Don Cruickshank, the director general of Oftel, delivered his final proposals to the company with a blunt statement that they were "indivisibly linked" and that BT could not accept one without the other.
If BT has not responded to Oftel by 2 August, it will be taken t have rejected the proposals and will be sent to the MMC, said Mr Cruickshank.
The proposals are the same as those set out by Oftel in June and would limit increases in charges to most of BT's residential customers to inflation less 4.5 percentage points for four years from next July. They would also allow Mr Cruickshank to introduce a fair trading condition into BT's licence to prohibit anti-competitive behaviour.
The regulator's uncompromising stance came after pleas from an army of private shareholders at BT's annual meeting yesterday urging the company to stand firm against Oftel.
BT will consider the proposals at a crunch board meeting next Tuesday although it will have 10 days after that to decide whether or not to accept.
At the company's 12th annual general meeting in Newcastle, one of the "Sids" summed up the general mood. Margaret Hubbard from south London wanted reassurance that BT would not give up its campaign to gain a right of appeal.
"If we fail we might as well just roll over and play dead," she said.
But BT's chairman, Sir Iain Vallance kept shareholders guessing as to what the board would decide at Tuesday's crucial meeting, one of the most important since the company was privatised in 1984.

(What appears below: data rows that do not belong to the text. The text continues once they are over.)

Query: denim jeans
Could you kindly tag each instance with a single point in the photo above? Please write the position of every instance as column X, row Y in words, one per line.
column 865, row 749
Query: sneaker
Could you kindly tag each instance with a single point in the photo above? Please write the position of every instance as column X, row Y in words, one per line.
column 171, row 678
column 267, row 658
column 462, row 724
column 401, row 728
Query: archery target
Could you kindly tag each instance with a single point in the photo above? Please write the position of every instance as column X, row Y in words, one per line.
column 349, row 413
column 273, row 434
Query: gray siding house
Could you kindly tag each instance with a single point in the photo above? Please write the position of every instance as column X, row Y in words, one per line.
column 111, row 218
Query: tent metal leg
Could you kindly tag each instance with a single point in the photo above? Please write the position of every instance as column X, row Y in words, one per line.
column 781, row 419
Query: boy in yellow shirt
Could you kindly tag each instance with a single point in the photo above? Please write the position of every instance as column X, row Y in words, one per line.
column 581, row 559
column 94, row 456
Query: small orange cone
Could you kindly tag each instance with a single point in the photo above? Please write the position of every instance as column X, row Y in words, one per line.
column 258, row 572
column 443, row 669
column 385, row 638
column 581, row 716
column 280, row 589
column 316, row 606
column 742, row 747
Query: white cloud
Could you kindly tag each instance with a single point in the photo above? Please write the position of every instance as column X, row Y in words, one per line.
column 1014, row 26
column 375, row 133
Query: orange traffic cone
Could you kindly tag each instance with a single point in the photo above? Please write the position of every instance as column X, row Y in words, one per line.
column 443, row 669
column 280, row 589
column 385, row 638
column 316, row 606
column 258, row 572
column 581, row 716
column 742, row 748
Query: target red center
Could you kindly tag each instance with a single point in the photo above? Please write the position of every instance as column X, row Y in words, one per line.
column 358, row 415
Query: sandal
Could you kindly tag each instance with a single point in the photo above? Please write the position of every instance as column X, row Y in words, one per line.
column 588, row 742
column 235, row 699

"Oftel, BT and the rest of the industry agree that a legislative solution which could resolve these difficulties, would be preferable. And we hope that this can be achieved," Sir Iain said.
Sir Iain may have moderated his language in recent months since describing Mr Cruickshank's plans at "highly dangerous" late last year but the two sides remain as far apart as ever on the fundamental question of a formal right of appeal.
Many shareholders blamed Oftel for the uncertainty which has plagued the share price.
Dorothy and Roy Hodgson from York - retired BT employees with 77 years' combined service and shareholders since privatisation - said: "It's gone on long enough. It's time Oftel backed off a bit. Don Cruickshank is too tough."
Munching a cheese sandwich before the start of the meeting, Mr Hodgson said: "It's a British firm and we should be supporting it. It's not as if there isn't plenty of competition around."
BT's shares stood at 359.5p last night, not far above the 335p price of the second BT share offer in December 1991 and way below the 410p price of BT two and a half years ago. Interest in the annual general meeting has dwindled with the share price itself. Only 657 small investors attended, most of them retired, yesterday at the Newcastle Arena - a fraction of the 2,000 who used to attend previous gatherings.
But the board did face tough questioning yesterday over the pounds 686,600 "pay-off" to the former managing director, Michael Hepher. Mr Hepher left the company at the end of last year but under the terms of his contract continues to receive a salary until August 1997. He also received benefits including a chauffeur and private health care worth pounds 57,700.
Asked about the "pay-off", Sir Iain was more tight-lipped. "It made sense" for Mr Hepher to leave early, he said, the salary was "entirely consistent with the recommendations of the Greenbury Committee.